GVC Holdings Wrests Bwin.Party Away From 888 HoldingsPublished on September 7th, 2015 12:28 am EST
GVC Holdings really, really wanted to acquire Bwin.Party. After multiple bid increases and the threat of a hostile takeover, GVC Holdings finally won the battle for Bwin.Party on Friday after Bwin.Party agreed to be acquired for 1.06 billion pounds, or about $1.6 billion USD.

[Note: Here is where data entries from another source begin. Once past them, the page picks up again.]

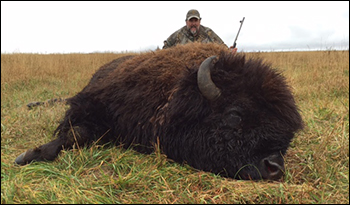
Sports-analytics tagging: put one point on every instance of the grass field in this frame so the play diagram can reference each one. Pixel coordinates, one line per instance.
(317, 163)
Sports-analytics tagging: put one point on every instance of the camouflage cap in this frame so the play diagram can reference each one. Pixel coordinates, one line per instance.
(193, 13)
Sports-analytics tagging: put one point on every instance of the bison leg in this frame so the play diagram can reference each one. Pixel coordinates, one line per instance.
(48, 151)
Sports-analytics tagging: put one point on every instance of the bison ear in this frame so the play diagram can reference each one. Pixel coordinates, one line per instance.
(205, 83)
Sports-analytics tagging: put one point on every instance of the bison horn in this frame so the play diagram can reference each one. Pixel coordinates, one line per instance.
(205, 83)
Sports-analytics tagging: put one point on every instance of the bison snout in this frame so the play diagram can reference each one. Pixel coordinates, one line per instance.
(272, 167)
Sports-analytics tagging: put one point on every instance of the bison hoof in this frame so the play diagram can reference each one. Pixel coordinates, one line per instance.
(20, 159)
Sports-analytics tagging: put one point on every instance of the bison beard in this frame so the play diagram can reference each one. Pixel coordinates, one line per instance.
(236, 121)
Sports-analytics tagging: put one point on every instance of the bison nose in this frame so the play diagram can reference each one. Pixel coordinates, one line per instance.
(272, 167)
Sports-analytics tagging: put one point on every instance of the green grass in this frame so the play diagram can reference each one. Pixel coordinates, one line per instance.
(317, 163)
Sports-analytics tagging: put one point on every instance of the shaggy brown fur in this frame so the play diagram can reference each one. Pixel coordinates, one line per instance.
(154, 97)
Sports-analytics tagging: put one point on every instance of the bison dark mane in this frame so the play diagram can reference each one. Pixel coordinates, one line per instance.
(239, 122)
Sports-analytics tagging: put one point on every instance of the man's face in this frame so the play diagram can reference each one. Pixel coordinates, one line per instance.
(193, 25)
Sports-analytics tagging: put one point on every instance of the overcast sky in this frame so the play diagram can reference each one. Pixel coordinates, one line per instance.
(84, 27)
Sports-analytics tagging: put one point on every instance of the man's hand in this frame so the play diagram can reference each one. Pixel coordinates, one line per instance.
(233, 50)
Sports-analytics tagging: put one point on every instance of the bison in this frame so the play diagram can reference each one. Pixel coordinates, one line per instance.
(198, 103)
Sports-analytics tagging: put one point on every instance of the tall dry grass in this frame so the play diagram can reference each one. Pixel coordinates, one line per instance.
(317, 163)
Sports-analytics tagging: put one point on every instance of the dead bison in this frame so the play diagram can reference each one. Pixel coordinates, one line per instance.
(215, 111)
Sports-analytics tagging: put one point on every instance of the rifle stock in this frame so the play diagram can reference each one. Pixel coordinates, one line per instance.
(234, 43)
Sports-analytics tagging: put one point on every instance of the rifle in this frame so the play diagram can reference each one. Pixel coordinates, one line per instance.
(234, 43)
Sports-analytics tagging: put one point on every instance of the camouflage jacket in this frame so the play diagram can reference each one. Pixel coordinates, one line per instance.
(183, 36)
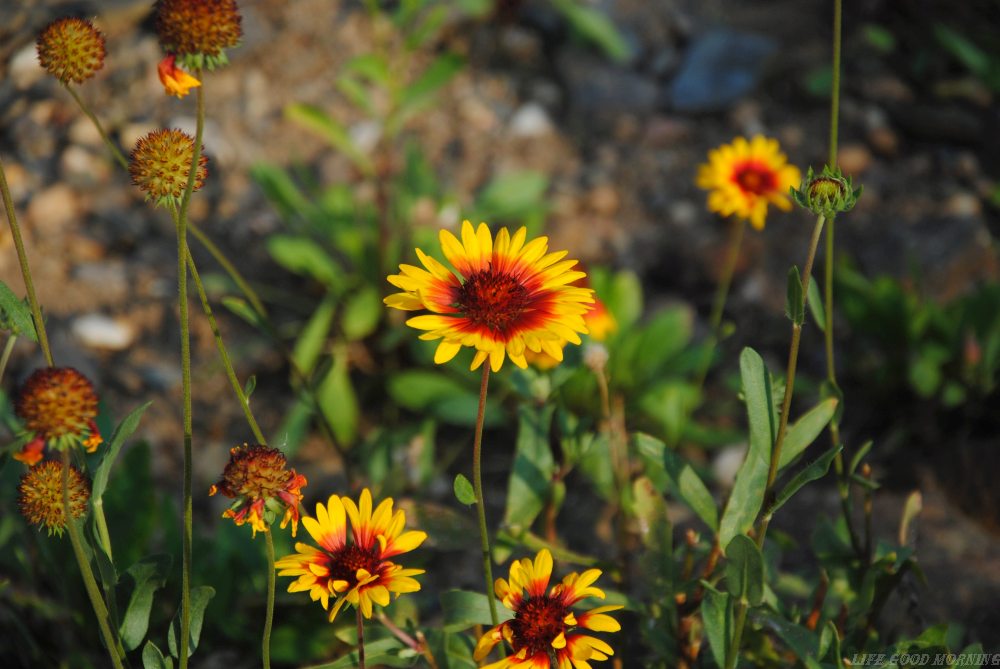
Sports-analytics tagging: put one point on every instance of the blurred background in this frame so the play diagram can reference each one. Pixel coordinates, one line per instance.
(588, 123)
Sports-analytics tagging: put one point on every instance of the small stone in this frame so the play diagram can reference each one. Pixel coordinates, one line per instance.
(103, 332)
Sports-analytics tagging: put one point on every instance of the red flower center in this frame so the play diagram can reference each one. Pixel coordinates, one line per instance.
(493, 300)
(345, 563)
(536, 623)
(755, 178)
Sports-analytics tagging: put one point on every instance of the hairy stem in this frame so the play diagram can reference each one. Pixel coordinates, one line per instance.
(477, 482)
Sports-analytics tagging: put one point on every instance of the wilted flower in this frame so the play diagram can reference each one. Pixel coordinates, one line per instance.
(71, 50)
(360, 572)
(504, 298)
(40, 496)
(58, 405)
(264, 490)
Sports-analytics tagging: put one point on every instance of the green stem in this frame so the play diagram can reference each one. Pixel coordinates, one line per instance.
(22, 258)
(115, 151)
(269, 614)
(721, 295)
(477, 482)
(89, 582)
(224, 354)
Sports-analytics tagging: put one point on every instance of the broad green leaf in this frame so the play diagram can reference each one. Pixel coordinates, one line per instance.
(200, 597)
(324, 125)
(462, 609)
(530, 481)
(745, 570)
(814, 471)
(337, 400)
(302, 255)
(748, 490)
(148, 576)
(15, 315)
(464, 492)
(312, 339)
(121, 433)
(804, 431)
(717, 615)
(361, 313)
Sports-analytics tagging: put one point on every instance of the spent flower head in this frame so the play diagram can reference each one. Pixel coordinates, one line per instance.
(58, 405)
(504, 297)
(198, 31)
(161, 162)
(743, 178)
(71, 50)
(358, 572)
(263, 489)
(544, 623)
(40, 496)
(827, 194)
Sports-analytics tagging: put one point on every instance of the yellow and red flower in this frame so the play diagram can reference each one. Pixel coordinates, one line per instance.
(40, 496)
(263, 488)
(58, 405)
(176, 81)
(744, 177)
(545, 624)
(503, 298)
(358, 572)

Friday's announcement concludes the battle to acquire Bwin.Party, which is the parent company of Partypoker and other brands. Earlier in the year, Bwin.Party had agreed to be acquired by 888 Holdings after deeming that a higher offer from GVC Holdings had "additional execution risks". These risks alluded to Amaya, Inc., which was originally involved in the first bid to acquire Bwin.Party. Amaya, Inc., which owns the Pokerstars and Full Tilt Poker brands, is having issues getting into the US market and this was a deal-breaker for Bwin.Party's board.
Undeterred, GVC Holdings (which owns the Sportingbet and Betboo brands), enlisted the services of Cerberus Capital Management to push forward with a new bid. While Bwin.Party and 888 Holdings had agreed to a deal, Bwin.Party still had the option to back out, provided that they paid 888 Holdings a 5.7 million pound break-up fee.
In order to entice Bwin.Party's board to change their minds, GVC Holdings issued a number of bids. At the end of the day, the money was too hard to ignore and Bwin.Party elected to go with the richer bid. 888 Holdings, which had been within a whisker of winning the bidding war, was forced to walk away with nothing more than a break-up fee and a number of angry shareholders. Shares of 888 Holdings fell sharply on the news, as investors fretted about 888 Holdings' place in a quickly consolidating online gaming market.
At one time, Partypoker, not Pokerstars, was the 800 pound gorilla of the online poker world. Prior to the UIGEA becoming law in the United States in 2006, PartyPoker was the market leader and Pokerstars was playing catch-up. After PartyPoker pulled out of the United States and Pokerstars elected to remain, Pokerstars became the market share leader in the industry and never looked back.
Partypoker struggled in a landscape of ever-increasing competition and regulatory issues. In the end, Bwin.Party elected to throw in the towel and look for a buyer. The process was a long one, as many companies were only interested in pieces of the Bwin.Party company. Bwin.Party held firm to their desire to be acquired in full, and their patience finally paid off with a $1.6 billion USD offer from GVC Holdings.